Using unbiased whole brain methods to understand how impact direction affects the neuropathology of traumatic brain injury in mice
Traumatic Brain Injury (TBI) is a leading cause of death and disability worldwide and often caused by falls, motor vehicle accidents, sports, and violence. Most TBIs are mild (concussion-like) and involve head motion in one or more planes. Although many clinical studies show that complex rotational head motion is associated with worse outcomes, the underlying reasons are unknown. My project aims to fill this gap by determining how head motion during impact relates to changes in levels of injury blood biomarkers and brain pathology in mice. Using our established non-surgical TBI model called CHIMERA (to imitate human TBI), I will deliver impact to the back or side of the head, and measure how the head moves during these impacts using high-speed cameras. I will use cutting edge tissue clearing method to examine brain in 3D and map changes in neuronal activity, axonal and vascular integrity. I will test how these impacts lead to changes in blood biomarkers using clinically relevant tests. Overall, this study will help us understand how impact biomechanics relates to TBI outcomes, which is tremendously important for the future design of helmets and other safety equipment, sport coaching, and concussion rehabilitation.

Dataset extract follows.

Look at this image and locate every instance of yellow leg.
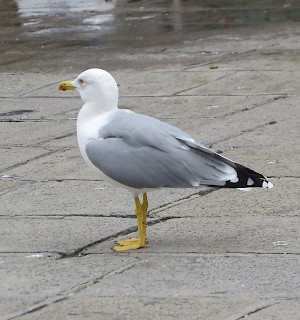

Development of mutation-robust vaccines and antibodies, and their implications for the evolution of SARS-CoV-2
COVID-19 has caused over 774 million cases and 7.02 million deaths worldwide as of February, 2024. The causative RNA virus, SARS-CoV-2, has the ability to rapidly mutate genetically, and these mutations allow it to swiftly infect with increased efficacy and/or severity. These mutations are of concern because they allow SARS-CoV-2 to evade not only antibodies formed by natural infection or vaccines, but also recombinant antibody therapeutics. With new variants emerging roughly every other month, it will not be long before the current repertoire of antibodies and vaccines against SARS-CoV-2 becomes obsolete. Although it is difficult to predict the mutations in the next variant, it is possible with current technologies to examine potential mutations and the activity of such mutated variants. In this proposal, we will test the robustness of mutation-tolerant de novo vaccines and antibodies against SARS-CoV-2. We also seek to understand how SARS-CoV-2 evolves over time and to decipher the mechanism of antigenic escape from diverse antibodies. This platform can guide us in the design of better therapeutics to combat current and future variants of SARS-CoV-2, and other viruses.